How the passengers laughed at me! And how they made fun of me and asked me all sorts of questions just to hear me try to talk. It almost made me wish I could never see a human being again, so keen was the suffering and so tense were my nerves as a result of this work.
I don't believe I ever did anything that kept me in a more frenzied mental state than this work of trying to sell newspapers—and it wasn't very long (as I had expected) until the manager found out my situation and gently let me out.
Then I gave up, all at once. Was I discouraged? Well, perhaps. But not exactly discouraged. Rather I saw the plain hopelessness of trying to get or hold a job in my condition. So I prepared to go home. I didn't want to do it, because I knew the neighbors and friends round about would be ready for me with, "I told you so" and "I knew it couldn't be done" and a lot of gratuitous information like that.
But I gave up, nevertheless, deeply disappointed to think that once again I had failed to be cured of stammering, yet all the while resolving just as firmly as ever that I would try again and that I would never give up hope as long as there remained anything for me to do.

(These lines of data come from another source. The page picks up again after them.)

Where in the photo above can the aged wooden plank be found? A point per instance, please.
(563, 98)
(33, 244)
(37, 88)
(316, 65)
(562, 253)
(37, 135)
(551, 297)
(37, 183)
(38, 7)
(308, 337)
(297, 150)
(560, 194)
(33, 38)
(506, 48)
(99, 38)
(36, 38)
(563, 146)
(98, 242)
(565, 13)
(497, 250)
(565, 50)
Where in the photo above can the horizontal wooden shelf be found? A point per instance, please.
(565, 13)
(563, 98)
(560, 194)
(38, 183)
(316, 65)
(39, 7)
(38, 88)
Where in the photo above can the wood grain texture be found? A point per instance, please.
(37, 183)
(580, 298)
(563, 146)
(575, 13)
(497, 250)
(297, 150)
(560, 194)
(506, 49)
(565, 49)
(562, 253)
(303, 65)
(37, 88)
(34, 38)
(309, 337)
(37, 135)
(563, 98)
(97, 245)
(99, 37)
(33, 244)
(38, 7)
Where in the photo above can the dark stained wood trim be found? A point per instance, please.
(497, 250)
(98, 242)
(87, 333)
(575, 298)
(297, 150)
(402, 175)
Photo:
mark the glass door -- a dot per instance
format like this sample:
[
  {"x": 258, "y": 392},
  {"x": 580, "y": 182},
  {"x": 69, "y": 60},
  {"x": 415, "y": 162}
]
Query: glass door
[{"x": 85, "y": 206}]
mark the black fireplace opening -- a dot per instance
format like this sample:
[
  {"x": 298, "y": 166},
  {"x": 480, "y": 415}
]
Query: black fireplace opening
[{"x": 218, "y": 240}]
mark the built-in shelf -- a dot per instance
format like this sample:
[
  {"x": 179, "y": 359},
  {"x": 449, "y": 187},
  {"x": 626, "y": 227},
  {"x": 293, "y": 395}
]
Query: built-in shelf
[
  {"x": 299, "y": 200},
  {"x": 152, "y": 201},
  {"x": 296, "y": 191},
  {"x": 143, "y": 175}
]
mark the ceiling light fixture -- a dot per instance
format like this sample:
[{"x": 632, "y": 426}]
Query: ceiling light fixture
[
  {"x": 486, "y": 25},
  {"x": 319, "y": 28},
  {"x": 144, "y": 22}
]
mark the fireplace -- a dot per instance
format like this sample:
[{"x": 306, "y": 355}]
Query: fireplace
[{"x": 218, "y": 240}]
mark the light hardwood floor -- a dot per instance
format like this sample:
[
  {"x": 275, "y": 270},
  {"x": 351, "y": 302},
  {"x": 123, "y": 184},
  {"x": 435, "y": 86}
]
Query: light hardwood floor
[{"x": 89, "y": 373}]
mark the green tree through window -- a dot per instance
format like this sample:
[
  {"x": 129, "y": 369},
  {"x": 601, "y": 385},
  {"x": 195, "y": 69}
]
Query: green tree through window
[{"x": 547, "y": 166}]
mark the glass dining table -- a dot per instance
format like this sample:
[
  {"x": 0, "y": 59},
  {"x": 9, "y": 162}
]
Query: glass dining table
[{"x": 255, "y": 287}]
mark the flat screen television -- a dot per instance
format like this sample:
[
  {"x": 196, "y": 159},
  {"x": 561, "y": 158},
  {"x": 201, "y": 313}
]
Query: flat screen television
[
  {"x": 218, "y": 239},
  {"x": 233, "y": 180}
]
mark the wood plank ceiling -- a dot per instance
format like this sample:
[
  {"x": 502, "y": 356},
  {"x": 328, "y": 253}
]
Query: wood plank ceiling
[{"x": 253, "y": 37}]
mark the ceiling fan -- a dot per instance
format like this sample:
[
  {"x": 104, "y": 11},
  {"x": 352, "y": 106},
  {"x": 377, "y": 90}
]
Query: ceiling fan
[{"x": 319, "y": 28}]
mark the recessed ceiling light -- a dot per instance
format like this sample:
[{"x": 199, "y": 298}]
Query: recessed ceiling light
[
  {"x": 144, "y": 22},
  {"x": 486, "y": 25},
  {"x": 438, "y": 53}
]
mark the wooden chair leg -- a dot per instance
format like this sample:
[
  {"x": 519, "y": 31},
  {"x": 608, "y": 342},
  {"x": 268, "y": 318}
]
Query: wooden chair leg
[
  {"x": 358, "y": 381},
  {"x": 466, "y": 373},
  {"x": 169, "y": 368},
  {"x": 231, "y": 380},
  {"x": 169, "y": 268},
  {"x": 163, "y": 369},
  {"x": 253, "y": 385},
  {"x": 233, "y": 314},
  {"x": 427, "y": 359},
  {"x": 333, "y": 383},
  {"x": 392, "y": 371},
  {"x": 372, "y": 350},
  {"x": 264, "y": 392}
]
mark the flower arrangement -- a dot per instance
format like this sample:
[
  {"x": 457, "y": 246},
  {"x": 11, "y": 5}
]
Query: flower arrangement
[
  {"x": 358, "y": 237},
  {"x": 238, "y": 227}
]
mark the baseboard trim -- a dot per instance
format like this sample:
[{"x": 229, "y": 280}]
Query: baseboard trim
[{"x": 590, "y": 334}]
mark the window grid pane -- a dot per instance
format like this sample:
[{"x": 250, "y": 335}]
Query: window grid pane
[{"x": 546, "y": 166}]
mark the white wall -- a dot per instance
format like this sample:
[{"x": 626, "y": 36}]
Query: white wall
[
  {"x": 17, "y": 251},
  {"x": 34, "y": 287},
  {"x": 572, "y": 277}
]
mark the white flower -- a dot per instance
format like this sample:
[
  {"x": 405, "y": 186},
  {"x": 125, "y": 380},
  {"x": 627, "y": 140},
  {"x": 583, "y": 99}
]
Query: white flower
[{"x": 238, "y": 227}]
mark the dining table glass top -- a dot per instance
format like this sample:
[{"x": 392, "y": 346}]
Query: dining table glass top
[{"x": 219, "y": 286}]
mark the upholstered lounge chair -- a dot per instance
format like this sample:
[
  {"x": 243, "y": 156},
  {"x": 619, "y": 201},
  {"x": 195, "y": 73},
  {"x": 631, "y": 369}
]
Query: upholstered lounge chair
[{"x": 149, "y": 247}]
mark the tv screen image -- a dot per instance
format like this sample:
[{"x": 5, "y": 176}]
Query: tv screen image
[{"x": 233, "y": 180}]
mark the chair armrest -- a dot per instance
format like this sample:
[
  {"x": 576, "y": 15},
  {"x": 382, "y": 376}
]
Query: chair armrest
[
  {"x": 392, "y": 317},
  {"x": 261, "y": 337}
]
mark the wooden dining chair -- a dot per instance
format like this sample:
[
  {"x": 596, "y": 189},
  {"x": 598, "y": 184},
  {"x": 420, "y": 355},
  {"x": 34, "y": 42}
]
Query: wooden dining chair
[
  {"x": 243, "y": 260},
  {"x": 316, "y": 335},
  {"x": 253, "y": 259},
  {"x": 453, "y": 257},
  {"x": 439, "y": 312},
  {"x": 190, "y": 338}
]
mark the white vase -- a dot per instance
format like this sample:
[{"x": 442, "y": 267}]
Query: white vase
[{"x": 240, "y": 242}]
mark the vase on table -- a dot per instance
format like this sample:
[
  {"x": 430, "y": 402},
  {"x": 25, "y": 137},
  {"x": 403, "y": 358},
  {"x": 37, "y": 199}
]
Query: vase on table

And this rule I followed out, month after month and year after year, until in the end I was richly rewarded for my patience and persistence.
CHAPTER V
FURTHER FUTILE ATTEMPTS TO BE CURED
The next summer I decided to visit eastern institutions for the cure of stammering and determine if these could do any more for me than had already been done-which as the reader has seen, was practically nothing. I bought a ticket for Philadelphia, where I remained for some time, and where I gained more information of value than in all of my previous efforts combined.
I found in the Quaker City an old man who had made speech defects almost a life study. He knew more about the true principles of speech and the underlying fundamentals in the production of voice than all of the rest put together. He taught me these things, and gave me a solid foundation on which to build. True, he did not cure my stammering. But that was not because he failed to understand its cause, but merely because he had not worked out the correct method of removing the cause.